- Paperback: 336 pages
- Publisher: The University of North Carolina Press; Reprint edition (February 8, 2010)
- Language: English
- ISBN-10: 0807871400
- ISBN-13: 978-0807871409
Writing a regimental history can be tricky. Their is a delicate mix between combat and camp. How much time do you spend on the raising of and training the regiment? How much personality and internal politics can the book contain? Can the author introduce enough people to build a human face or will we have one story after another? Additionally, the regiment’s service needs to be something the reader can understand. An emphasis on one element means another is slighted or the page count grows. When an author finds the right mix, the results are entertaining and informative.
The 26th North Carolina has the distinction of the highest causality rate of any regiment in the Civil War. On the first day at Gettysburg, the regiment suffered badly fighting the Iron Brigade on Herr Ridge. Two days later, they were part of Picket’s Charge. They went into the battle one of the larger regiments in the Army of Northern Virginia and came out one of the smallest.

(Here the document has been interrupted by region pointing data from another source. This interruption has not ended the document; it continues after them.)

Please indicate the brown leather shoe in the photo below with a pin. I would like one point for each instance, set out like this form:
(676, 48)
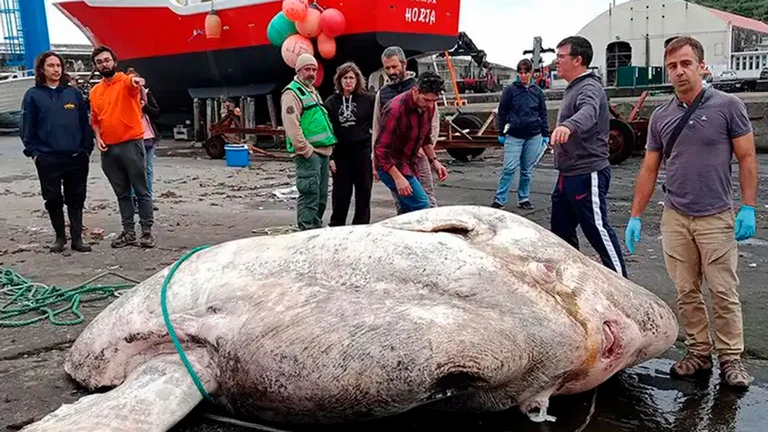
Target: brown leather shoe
(733, 373)
(690, 365)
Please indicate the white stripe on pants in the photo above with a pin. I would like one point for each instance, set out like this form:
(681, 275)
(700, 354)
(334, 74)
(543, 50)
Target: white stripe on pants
(599, 222)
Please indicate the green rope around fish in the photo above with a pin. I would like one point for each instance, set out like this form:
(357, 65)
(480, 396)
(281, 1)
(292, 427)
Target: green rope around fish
(21, 298)
(172, 332)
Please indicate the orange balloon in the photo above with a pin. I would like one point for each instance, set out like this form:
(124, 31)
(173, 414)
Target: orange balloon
(326, 46)
(295, 10)
(310, 25)
(295, 46)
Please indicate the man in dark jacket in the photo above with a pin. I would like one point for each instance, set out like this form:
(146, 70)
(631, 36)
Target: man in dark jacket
(57, 135)
(523, 129)
(581, 156)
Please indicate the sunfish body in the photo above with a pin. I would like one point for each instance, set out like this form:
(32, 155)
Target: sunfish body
(465, 308)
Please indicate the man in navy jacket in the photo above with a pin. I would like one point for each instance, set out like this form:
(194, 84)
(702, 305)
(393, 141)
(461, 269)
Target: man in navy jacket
(57, 136)
(524, 132)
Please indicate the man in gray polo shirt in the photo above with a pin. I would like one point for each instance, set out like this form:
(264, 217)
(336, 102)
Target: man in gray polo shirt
(698, 229)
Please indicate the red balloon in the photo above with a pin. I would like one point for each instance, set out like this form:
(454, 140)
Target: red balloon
(310, 25)
(320, 75)
(295, 46)
(295, 10)
(326, 46)
(332, 22)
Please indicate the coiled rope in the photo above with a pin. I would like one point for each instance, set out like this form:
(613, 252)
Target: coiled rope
(20, 297)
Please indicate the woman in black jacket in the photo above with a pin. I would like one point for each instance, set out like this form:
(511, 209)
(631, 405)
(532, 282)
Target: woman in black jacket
(351, 112)
(57, 136)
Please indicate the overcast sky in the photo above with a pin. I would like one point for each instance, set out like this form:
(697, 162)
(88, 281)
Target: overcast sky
(503, 28)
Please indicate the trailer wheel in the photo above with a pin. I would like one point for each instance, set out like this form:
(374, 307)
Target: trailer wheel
(473, 123)
(214, 146)
(621, 141)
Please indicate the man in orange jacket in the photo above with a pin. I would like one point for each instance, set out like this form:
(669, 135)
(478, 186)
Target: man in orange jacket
(119, 134)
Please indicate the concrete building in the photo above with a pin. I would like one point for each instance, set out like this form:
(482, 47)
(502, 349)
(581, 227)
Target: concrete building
(636, 32)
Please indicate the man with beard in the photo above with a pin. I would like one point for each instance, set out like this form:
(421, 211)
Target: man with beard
(116, 117)
(309, 140)
(57, 136)
(406, 129)
(394, 62)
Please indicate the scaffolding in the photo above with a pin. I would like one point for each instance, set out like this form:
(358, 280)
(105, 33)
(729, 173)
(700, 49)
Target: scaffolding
(10, 26)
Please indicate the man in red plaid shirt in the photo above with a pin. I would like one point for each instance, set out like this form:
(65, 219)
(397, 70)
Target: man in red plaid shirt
(406, 129)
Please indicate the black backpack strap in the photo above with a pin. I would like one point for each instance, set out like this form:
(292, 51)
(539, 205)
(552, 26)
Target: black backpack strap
(681, 124)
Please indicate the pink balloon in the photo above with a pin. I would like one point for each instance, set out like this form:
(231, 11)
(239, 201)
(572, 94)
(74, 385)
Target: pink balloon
(310, 25)
(295, 46)
(326, 46)
(332, 22)
(320, 75)
(295, 10)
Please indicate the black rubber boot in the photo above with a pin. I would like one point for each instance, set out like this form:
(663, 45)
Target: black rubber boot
(76, 230)
(57, 220)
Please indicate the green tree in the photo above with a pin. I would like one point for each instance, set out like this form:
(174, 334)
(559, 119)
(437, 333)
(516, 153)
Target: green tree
(757, 9)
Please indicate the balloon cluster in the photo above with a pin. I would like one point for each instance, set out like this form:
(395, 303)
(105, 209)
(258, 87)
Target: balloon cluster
(294, 28)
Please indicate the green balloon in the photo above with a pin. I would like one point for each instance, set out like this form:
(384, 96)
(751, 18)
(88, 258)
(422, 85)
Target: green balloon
(279, 29)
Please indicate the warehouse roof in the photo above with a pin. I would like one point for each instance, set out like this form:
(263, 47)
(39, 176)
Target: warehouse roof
(740, 21)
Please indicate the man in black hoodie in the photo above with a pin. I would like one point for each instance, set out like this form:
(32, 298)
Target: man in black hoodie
(580, 144)
(57, 136)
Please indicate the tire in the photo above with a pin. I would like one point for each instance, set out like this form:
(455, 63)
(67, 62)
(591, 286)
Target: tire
(214, 146)
(621, 141)
(466, 121)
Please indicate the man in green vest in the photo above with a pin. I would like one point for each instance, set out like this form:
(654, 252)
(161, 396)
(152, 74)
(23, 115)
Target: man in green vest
(309, 140)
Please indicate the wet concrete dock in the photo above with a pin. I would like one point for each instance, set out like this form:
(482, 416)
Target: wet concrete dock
(641, 399)
(203, 202)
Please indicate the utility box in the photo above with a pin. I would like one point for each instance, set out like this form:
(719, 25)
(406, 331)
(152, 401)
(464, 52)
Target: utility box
(657, 75)
(626, 76)
(641, 76)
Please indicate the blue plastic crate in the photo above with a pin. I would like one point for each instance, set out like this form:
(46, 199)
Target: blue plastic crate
(237, 155)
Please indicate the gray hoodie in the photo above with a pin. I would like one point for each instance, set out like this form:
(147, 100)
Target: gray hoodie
(584, 110)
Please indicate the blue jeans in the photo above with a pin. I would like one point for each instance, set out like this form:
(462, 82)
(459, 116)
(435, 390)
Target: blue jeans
(418, 200)
(150, 169)
(523, 154)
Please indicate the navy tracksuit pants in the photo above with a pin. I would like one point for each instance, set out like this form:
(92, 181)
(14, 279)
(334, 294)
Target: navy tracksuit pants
(580, 200)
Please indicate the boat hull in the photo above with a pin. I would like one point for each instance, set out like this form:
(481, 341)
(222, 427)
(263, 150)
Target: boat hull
(257, 70)
(183, 63)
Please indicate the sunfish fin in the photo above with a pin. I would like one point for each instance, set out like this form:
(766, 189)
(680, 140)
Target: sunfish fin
(154, 397)
(536, 408)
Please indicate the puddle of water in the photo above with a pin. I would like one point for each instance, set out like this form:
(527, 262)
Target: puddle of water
(641, 399)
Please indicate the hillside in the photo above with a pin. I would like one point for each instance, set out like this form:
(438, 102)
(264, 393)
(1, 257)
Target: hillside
(757, 9)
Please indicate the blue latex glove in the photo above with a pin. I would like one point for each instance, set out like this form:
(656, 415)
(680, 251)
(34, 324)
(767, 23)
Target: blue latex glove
(632, 234)
(745, 223)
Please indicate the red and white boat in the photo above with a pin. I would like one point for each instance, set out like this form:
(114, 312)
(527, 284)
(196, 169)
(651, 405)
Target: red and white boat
(164, 40)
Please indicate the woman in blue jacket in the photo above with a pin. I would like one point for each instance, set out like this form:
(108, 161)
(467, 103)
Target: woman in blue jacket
(57, 136)
(524, 132)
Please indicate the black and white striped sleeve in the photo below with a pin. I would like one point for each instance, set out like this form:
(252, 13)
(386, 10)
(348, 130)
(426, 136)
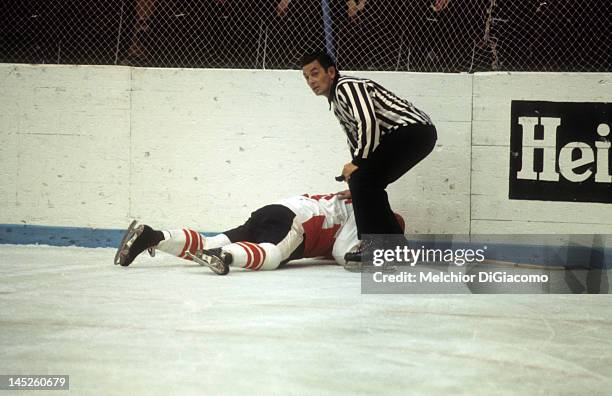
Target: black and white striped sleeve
(360, 104)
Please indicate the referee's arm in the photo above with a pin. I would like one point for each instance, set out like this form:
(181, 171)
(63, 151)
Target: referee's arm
(361, 105)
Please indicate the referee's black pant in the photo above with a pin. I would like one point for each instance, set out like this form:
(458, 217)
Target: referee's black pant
(397, 153)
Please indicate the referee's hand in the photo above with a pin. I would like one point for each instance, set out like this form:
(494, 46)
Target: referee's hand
(348, 170)
(346, 194)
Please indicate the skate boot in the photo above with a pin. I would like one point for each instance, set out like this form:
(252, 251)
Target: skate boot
(136, 240)
(215, 259)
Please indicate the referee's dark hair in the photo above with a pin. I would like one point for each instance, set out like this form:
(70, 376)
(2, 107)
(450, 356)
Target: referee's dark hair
(322, 56)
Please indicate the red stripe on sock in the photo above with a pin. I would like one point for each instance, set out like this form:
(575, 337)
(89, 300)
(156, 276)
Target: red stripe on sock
(249, 257)
(195, 241)
(263, 257)
(256, 255)
(187, 240)
(259, 254)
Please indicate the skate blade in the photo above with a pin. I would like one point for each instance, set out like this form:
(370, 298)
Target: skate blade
(129, 234)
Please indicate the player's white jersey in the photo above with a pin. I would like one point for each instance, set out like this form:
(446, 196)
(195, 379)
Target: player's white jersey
(324, 219)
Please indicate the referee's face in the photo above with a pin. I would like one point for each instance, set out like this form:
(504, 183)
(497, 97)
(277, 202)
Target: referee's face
(319, 79)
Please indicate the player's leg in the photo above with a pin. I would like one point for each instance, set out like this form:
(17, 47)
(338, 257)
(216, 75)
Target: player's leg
(275, 236)
(346, 240)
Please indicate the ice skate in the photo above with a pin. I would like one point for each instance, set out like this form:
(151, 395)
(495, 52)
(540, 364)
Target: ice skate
(137, 239)
(215, 259)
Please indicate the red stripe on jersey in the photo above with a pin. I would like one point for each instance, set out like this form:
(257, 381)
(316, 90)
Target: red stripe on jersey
(187, 242)
(249, 257)
(318, 241)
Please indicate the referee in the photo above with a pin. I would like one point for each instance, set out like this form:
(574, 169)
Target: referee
(386, 134)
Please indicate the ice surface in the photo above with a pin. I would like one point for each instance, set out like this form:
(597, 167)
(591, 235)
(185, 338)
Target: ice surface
(166, 326)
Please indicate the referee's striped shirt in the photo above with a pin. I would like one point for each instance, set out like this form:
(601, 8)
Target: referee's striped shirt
(367, 111)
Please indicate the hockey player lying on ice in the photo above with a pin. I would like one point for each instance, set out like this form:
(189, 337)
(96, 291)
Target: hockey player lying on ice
(298, 227)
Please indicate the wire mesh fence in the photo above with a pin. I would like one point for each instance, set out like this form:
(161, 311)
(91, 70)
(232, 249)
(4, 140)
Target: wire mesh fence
(406, 35)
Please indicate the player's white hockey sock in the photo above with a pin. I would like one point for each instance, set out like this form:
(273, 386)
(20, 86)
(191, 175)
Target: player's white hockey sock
(177, 242)
(255, 256)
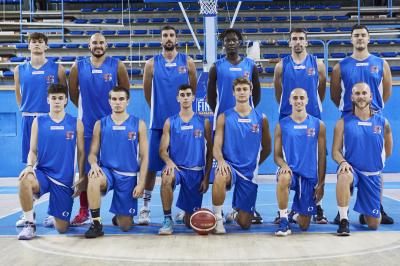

Rod Gragg captures the 26th, drawing a word picture that is both personal and professional. He keeps the events and personalities in perspective placing emphases where needed. This results in an interesting story that never lags. The heart of the book is the battle for Herr Ridge and Picket’s Charge. This is some of the best most realistic Civil War combat writing I have read. To say that the author puts the reader on the firing line is an understatement. We have enough knowledge to recognize causalities and understand the personal and professional loss. It is hard to write history that is a page-turner but the author did that.
This is a regimental history. As such, the concentration is at the regimental level with some consideration of Brigade. This is not a history of the battle for Herr Ridge or Picket’s Charge but of one regiment’s role. This is as it should be we only notice what is happening on the right or left when it affects us.
There is less information from Gettysburg to Appomattox but the writing is excellent capturing the heartbreak and dissolution of an army. “I was once a Soldier” and “Steadfast to the Last” cover the years after the war. These were years of pain, loss and reconciliation as the veterans age and the war’s memory is written.